The Human Legion Deluxe Box Set 2
Page 36
“Hey, little brother.”
Remus froze. Was this grief overwhelming his mind?
“Hands off my girlfriend!”
“Rom!” screamed Janna.
It really was him.
Romulus clapped Remus on the shoulder, a smile plastered all over his silly face. “Don’t look so surprised, bro. I always make it back. It’s you lot I have to worry about.”
As Romulus moved on to Janna’s bedside, the joy froze over Remus’s face. Then it shattered.
He studied Janna’s expression as she pulled Romulus toward her and eased into his embrace before they started to kiss. No, she hadn’t seen what he had.
Remus had seen right through the smile on Romulus’s face to the terrible burden he carried on the inside.
Something was wrong with his brother.
Very wrong.
—— PART II ——
A MEMORY
OF
THE FUTURE
Human Legion
— INFOPEDIA —
HISTORY OF THE LEGION
– Civil Administration and Politics Part I
The Human Legion grew to become something much larger and more significant than its originators ever conceived, but its origins lay in the Human Marine Corps and its depot planet of Tranquility. The humans were slaves, and their Jotun officers were also slaves, albeit more elevated ones. This was a standard part of the White Knight strategy for regional dominance: vulnerable worlds, and those conquered by other factions, would beg for the White Knights’ protection against an extremely dangerous galaxy.
White Knight Vassal worlds were allowed a semblance of autonomy to run their own affairs so long as their economic, military, and scientific endeavors were bent to the will of their overlords. Indeed, in comparison with invasion, occupation, or destruction at the hands of other strong species, the legally binding terms dictated by the White Knights in return for their protection appeared extremely lenient.

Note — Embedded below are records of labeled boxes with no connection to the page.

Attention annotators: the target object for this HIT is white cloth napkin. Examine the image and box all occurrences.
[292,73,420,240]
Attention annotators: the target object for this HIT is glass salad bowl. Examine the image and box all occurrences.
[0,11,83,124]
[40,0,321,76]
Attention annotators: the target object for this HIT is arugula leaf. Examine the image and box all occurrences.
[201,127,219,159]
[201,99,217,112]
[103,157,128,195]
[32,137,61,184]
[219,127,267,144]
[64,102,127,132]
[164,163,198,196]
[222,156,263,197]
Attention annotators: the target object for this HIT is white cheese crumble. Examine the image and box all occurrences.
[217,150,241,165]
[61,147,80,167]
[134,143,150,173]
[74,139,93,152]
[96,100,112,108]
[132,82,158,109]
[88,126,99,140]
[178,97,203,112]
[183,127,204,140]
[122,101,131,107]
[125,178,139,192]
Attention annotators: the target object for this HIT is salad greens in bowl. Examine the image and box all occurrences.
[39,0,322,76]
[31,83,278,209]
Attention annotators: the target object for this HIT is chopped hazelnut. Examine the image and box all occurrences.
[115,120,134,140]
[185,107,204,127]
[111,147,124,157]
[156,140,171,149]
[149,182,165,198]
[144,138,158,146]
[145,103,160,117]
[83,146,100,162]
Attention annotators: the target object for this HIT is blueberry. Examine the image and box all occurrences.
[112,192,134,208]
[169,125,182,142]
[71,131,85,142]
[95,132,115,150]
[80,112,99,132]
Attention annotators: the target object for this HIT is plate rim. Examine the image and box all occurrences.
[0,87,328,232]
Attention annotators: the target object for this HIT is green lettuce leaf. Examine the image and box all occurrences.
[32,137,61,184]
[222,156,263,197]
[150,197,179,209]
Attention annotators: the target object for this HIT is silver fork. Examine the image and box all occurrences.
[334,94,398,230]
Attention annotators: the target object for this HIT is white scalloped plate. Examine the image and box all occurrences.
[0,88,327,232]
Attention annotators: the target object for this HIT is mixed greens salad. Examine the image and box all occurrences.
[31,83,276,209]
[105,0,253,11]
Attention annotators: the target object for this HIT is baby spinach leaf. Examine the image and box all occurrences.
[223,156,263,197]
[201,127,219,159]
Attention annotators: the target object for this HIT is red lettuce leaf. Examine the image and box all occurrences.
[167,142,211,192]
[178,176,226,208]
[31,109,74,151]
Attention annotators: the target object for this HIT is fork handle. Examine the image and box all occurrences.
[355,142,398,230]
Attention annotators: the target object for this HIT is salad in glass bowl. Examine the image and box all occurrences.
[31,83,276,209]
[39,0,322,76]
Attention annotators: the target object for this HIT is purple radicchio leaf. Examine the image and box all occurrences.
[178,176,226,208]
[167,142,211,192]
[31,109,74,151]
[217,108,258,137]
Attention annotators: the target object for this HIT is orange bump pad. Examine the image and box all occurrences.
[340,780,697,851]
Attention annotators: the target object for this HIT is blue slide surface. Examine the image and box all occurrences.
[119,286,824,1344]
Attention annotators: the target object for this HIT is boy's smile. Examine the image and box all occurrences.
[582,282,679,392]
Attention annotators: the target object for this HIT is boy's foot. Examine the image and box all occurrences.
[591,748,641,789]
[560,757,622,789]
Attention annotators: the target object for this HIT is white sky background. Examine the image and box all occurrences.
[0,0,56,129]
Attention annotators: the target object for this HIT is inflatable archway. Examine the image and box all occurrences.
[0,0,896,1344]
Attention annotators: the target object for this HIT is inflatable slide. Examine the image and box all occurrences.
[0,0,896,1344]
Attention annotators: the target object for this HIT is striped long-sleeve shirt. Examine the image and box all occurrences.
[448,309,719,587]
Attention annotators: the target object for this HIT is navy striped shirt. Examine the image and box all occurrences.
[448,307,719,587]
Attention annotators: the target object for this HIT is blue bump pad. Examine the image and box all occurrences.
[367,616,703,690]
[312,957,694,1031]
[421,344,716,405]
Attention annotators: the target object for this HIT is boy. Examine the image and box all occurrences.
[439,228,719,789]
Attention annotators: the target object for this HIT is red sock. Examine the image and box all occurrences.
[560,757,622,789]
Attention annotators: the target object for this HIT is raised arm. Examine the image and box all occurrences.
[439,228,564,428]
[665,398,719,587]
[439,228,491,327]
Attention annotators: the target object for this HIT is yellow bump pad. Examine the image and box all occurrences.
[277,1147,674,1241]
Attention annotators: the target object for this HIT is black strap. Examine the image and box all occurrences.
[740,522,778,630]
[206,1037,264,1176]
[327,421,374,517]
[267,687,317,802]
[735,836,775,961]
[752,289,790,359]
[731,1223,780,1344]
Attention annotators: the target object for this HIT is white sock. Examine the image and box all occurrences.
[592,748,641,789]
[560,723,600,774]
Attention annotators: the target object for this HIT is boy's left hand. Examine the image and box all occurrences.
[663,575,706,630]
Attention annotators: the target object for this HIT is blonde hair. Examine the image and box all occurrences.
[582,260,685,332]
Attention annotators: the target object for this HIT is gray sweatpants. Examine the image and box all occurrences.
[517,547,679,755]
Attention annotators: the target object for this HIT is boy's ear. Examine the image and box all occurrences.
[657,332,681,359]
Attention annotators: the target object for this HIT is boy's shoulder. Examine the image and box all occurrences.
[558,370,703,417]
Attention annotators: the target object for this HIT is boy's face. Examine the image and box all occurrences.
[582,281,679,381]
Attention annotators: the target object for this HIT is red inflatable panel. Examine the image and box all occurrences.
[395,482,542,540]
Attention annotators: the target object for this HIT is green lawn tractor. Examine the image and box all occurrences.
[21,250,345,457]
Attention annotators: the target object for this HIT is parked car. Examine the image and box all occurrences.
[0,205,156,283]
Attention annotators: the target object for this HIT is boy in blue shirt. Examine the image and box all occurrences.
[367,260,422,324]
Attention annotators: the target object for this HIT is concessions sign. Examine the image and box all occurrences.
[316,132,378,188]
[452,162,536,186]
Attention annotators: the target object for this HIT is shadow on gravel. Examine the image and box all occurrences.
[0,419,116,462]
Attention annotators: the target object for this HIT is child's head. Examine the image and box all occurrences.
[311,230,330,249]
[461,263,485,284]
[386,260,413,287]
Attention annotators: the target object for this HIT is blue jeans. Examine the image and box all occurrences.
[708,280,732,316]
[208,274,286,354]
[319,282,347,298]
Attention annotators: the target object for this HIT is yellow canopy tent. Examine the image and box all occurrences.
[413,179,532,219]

The term ‘White Knight’ is a human one, and comes from humanity’s own introduction to the brutal realities of not being alone in the galaxy. In the series of treaties known as the Vancouver Accords, the human race signed away many cherished freedoms – and a million of its children – in return for patronage from these powerful protectors who had chased away the rivals who had enslaved, occupied, and destroyed as they saw fit across the face of the Earth. Despite some harsh terms, the Vancouver Accords were popular at the time, and the White Knights were given their name because they appeared to be shining paladins who had ridden to humanity’s rescue.
Many other species use similar terms as their name for the White Knights. And in their own tales of a traumatic introduction to the Trans-Species Union, the White Knights often appear at just the right moment to make an offer that the humans or other supplicant civilizations can’t afford to turn down. Speculation persists as to whether the White Knights knew when to appear because they could peer into the future, or because the first waves of aliens to brutalize a new species into looking for protectors had secretly been working for the White Knights all along.
Either way, civil administration was always heavily constrained by the need to fulfil the terms of agreement with the White Knights, and as for the slave soldiers of military organizations, such as the Human Marine Corps, the White Knights made no pretense of caring about the liberties, rights, or welfare of those who fought in their name.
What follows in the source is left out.